Emmanuel Macron vor der Wahl in Frankreich: Warum der Sieg nicht sicher ist
Frankfurter Rundschau
Frankreichs Präsident Emmanuel Macron stellt einen inhaltlich dünnen Katalog für die Wahl vor und scheint fest mit dem Sieg zu rechnen. So sicher ist der nicht
Paris - In Europa herrscht Krieg, und Frankreich steht vor einer Schicksalswahl zwischen pro-europäischen Liberaldemokraten und Extrempopulisten mit Putin-Sympathien. Die Lage ist ernst – doch als Emmanuel Macron am Donnerstag vor die Presse trat, gab er sich locker, nonchalant und scherzend.
Der seit 2017 amtierende Präsident von Frankreich war nach Aubervilliers in der Pariser Banlieue gekommen, um sein Wahlprogramm vorzustellen. Das Kernstück, die Rentenreform mit Ruhestand ab 65 (aktuell 62), hatte Macron schon in der ersten Amtszeit nicht geschafft. Neu will er die Erbschaftssteuern reduzieren; zum politischen Ausgleich gibt es soziale Verbesserungen für alleinstehende Mütter sowie ein Existenzminimum von 1000 Euro.
Mitreißend oder auch nur innovativ ist das Programm nicht: Politolog:innen nennen es „kurzfristig zusammengestiefelt“, die konservative Republikanerin Valérie Pécresse fühlt sich „abgekupfert“. Doch das ist Nebensache. Durch die Blume sagt Macron nichts anderes als: „Das Programm bin ich.“ Mit seinem dünnen Ideenkatalog drückt er unfreiwillig aus, dass es derzeit nicht um Themen gehe, sondern um die Person. Das heißt um die Frage, wer Frankreich die nächsten fünf Jahre durch die unsicheren Zeiten führen werde. Europaminister Clément Beau erklärte, die Präsidentschaftswahlen erforderten eine „nationale Einheit, die der Staatspräsident verkörpert“.
Das heißt Emmanuel Macron. Der 44-jährige Mittepolitiker führt in den Umfragen für den ersten Wahlgang am 10. April klar mit 30 Prozent.

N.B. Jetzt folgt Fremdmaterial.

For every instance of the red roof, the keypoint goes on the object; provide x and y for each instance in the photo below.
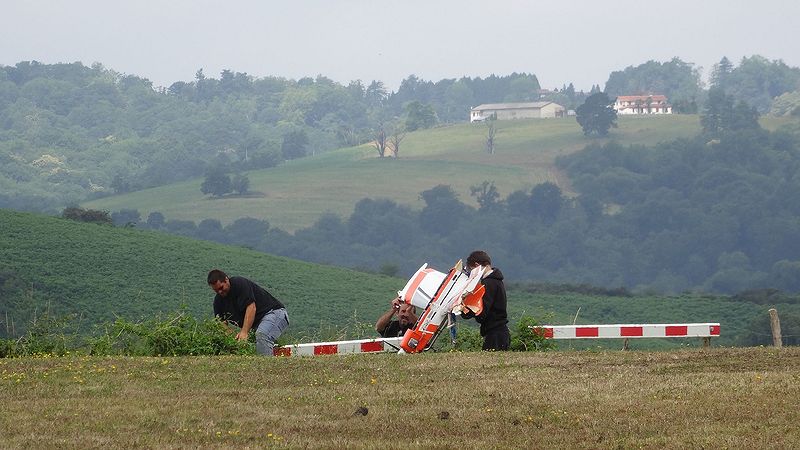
(633, 98)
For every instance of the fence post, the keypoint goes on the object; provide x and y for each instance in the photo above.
(775, 324)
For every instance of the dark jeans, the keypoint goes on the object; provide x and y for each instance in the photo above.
(497, 339)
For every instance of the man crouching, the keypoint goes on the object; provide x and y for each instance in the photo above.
(249, 306)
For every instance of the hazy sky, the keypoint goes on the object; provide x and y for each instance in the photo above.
(559, 41)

Vier Konkurrent:innen streiten sich um Platz zwei und damit den Einzug in die Stichwahl am 24. April. Marine Le Pen hat dabei mit 18 Prozent leicht die Nase vor Linkenchef Jean-Luc Mélenchon. Die Rechtspopulistin hat erkannt, dass es nichts bringt, über Immigrant:innen zu lästern; dafür gibt sie sich betont sozial. Pécresse und der Rechtsaußen Eric Zemmour sind dagegen auf 11 Prozent zurückgefallen.

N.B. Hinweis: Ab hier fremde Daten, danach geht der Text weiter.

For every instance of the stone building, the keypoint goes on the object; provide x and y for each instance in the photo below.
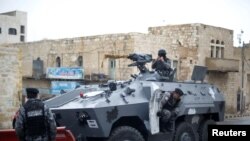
(10, 85)
(187, 45)
(13, 27)
(243, 54)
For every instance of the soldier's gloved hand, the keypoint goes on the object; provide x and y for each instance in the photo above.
(159, 114)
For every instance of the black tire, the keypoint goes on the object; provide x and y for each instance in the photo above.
(185, 132)
(203, 133)
(126, 133)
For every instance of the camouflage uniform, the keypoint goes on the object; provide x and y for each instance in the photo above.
(169, 111)
(21, 125)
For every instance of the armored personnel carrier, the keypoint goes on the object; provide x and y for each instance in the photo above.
(126, 111)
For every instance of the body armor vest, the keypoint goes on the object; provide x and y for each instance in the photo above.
(35, 124)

Macron erweist sich einmal mehr als gewiefter Wahlkämpfer. Er inszeniert sich als „Beschützer der Nation“ (Beaune) über den Niederungen des Wahlkampfes und lässt sich zumindest vor dem ersten Wahlgang gar nicht erst auf TV-Streitgespräche ein. Dafür verteilt er in Ausübung seiner Funktion generöse Wahlgeschenke – hier ein paar Milliarden zur Senkung der steigenden Benzinpreise um 15 Cents, dort einen Teuerungsausgleich für die Beamtenschaft.